Breaking the Loop: Detecting and Mitigating Denial-of-Service Vulnerabilities in Large Language Models
This addresses latency vulnerabilities in LLMs used across various domains, but it is incremental as it builds on existing reliability improvements.
The paper tackled the problem of recurrent generation causing increased latency and Denial-of-Service vulnerabilities in Large Language Models, proposing methods that achieved 95.24% accuracy in detection.

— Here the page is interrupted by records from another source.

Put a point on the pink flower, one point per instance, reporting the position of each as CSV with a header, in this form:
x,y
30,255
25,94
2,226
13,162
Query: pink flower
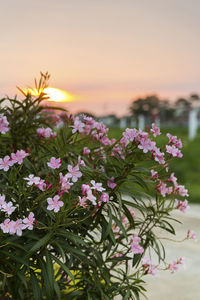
x,y
85,188
65,184
135,247
146,145
175,152
18,156
148,267
182,206
32,179
81,162
8,208
41,185
91,197
173,267
97,186
54,203
130,134
111,183
163,189
28,222
104,197
74,173
46,132
181,261
78,126
155,130
2,200
3,124
54,163
181,191
86,150
5,163
5,226
191,235
154,174
173,179
82,201
16,227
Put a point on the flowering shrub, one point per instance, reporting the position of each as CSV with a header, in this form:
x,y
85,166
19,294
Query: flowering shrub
x,y
78,210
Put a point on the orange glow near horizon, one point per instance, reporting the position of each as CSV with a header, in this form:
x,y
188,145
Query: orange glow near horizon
x,y
54,94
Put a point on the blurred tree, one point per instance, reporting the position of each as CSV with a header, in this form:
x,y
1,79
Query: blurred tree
x,y
182,103
194,97
152,107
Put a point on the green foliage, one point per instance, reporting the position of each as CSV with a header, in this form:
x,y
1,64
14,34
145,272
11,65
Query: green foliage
x,y
76,253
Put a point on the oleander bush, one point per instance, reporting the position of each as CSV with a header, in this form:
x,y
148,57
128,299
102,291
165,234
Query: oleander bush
x,y
79,212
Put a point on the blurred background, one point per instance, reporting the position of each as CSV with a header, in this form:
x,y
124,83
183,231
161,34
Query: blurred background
x,y
128,63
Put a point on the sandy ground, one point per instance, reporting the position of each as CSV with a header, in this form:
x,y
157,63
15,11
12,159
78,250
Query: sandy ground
x,y
184,284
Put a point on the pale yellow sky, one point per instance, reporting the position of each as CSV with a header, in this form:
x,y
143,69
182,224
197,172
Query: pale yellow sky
x,y
106,52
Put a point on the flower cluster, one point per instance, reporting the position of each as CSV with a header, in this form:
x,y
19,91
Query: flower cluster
x,y
11,226
4,125
46,132
91,192
135,247
148,267
15,158
174,266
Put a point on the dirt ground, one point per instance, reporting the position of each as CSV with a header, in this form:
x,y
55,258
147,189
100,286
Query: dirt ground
x,y
184,284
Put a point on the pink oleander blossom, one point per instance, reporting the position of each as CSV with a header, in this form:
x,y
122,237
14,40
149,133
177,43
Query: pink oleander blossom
x,y
97,186
41,185
5,226
191,235
181,261
82,201
154,174
65,183
111,184
19,156
155,130
91,197
74,173
181,191
54,163
104,197
81,161
16,227
173,267
29,221
8,208
85,188
148,267
32,180
54,203
135,247
2,200
182,205
86,151
173,179
4,125
46,132
175,152
78,126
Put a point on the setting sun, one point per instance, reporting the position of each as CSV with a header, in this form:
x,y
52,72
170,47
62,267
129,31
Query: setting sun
x,y
54,94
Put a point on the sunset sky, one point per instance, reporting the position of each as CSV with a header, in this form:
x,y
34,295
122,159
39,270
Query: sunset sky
x,y
104,52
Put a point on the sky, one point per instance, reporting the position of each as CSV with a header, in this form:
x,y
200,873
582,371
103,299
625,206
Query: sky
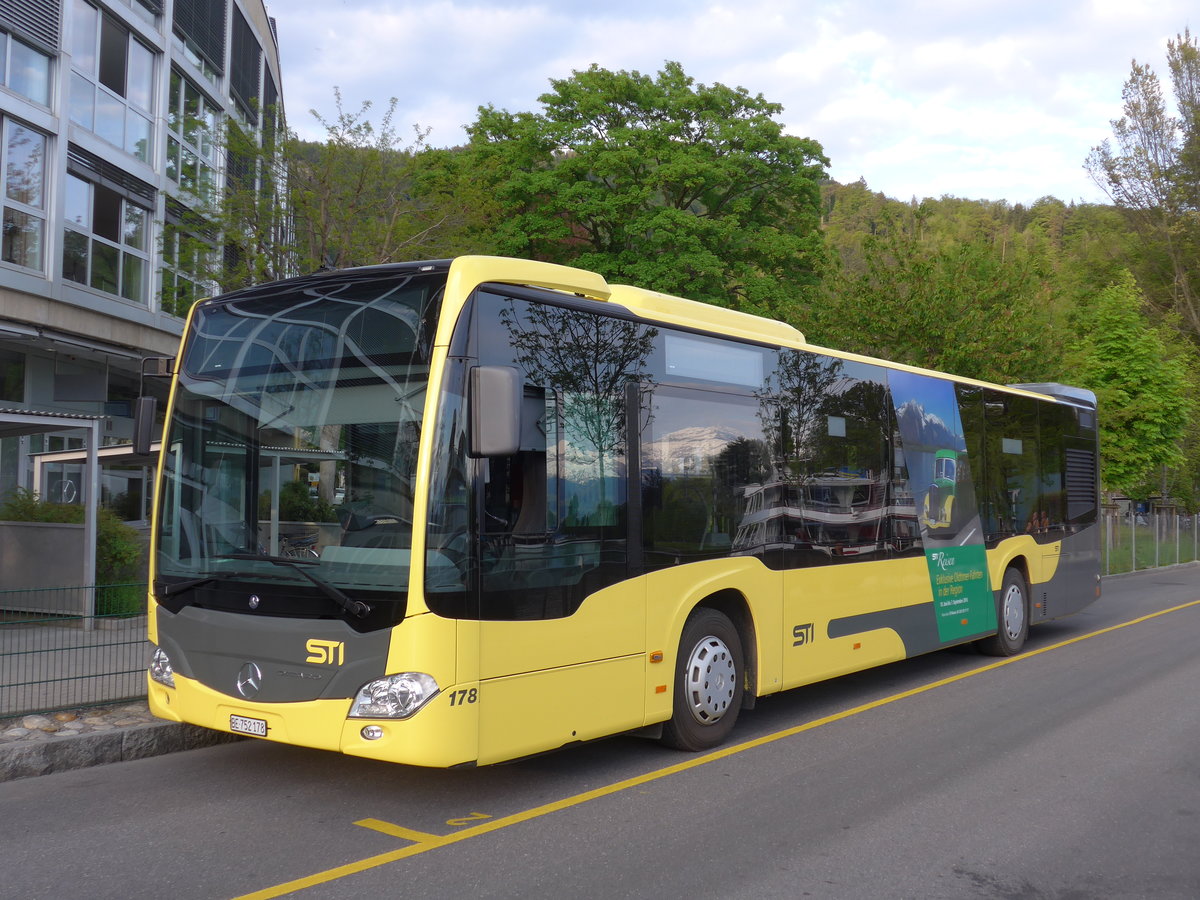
x,y
997,100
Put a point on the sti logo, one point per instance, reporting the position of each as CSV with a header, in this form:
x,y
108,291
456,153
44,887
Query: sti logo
x,y
942,561
325,653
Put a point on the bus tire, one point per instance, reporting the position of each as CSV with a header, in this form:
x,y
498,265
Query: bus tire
x,y
708,683
1012,618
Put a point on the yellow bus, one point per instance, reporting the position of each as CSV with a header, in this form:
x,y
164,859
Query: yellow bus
x,y
533,509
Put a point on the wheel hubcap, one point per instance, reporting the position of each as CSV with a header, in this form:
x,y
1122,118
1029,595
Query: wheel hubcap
x,y
1014,612
711,679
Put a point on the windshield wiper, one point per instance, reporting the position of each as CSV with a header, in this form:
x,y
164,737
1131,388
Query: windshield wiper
x,y
179,587
355,607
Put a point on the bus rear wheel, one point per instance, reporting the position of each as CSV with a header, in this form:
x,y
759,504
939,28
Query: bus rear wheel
x,y
709,675
1012,618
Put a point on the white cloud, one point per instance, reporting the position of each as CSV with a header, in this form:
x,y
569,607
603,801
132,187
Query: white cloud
x,y
999,99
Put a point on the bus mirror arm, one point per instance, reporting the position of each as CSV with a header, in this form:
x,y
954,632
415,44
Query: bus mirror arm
x,y
145,409
144,413
495,408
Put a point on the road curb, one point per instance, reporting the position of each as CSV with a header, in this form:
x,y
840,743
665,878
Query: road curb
x,y
78,751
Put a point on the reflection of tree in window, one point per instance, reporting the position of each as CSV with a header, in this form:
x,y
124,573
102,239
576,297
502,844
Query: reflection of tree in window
x,y
555,513
589,359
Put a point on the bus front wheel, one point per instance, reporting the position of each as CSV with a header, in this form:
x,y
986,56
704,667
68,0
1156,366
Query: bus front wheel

Large Language Models (LLMs) have significantly advanced text understanding and generation, becoming integral to applications across education, software development, healthcare, entertainment, and legal services. Despite considerable progress in improving model reliability, latency remains under-explored, particularly through recurrent generation, where models repeatedly produce similar or identical outputs, causing increased latency and potential Denial-of-Service (DoS) vulnerabilities. We propose RecurrentGenerator, a black-box evolutionary algorithm that efficiently identifies recurrent generation scenarios in prominent LLMs like LLama-3 and GPT-4o. Additionally, we introduce RecurrentDetector, a lightweight real-time classifier trained on activation patterns, achieving 95.24% accuracy and an F1 score of 0.87 in detecting recurrent loops. Our methods provide practical solutions to mitigate latency-related vulnerabilities, and we publicly share our tools and data to support further research.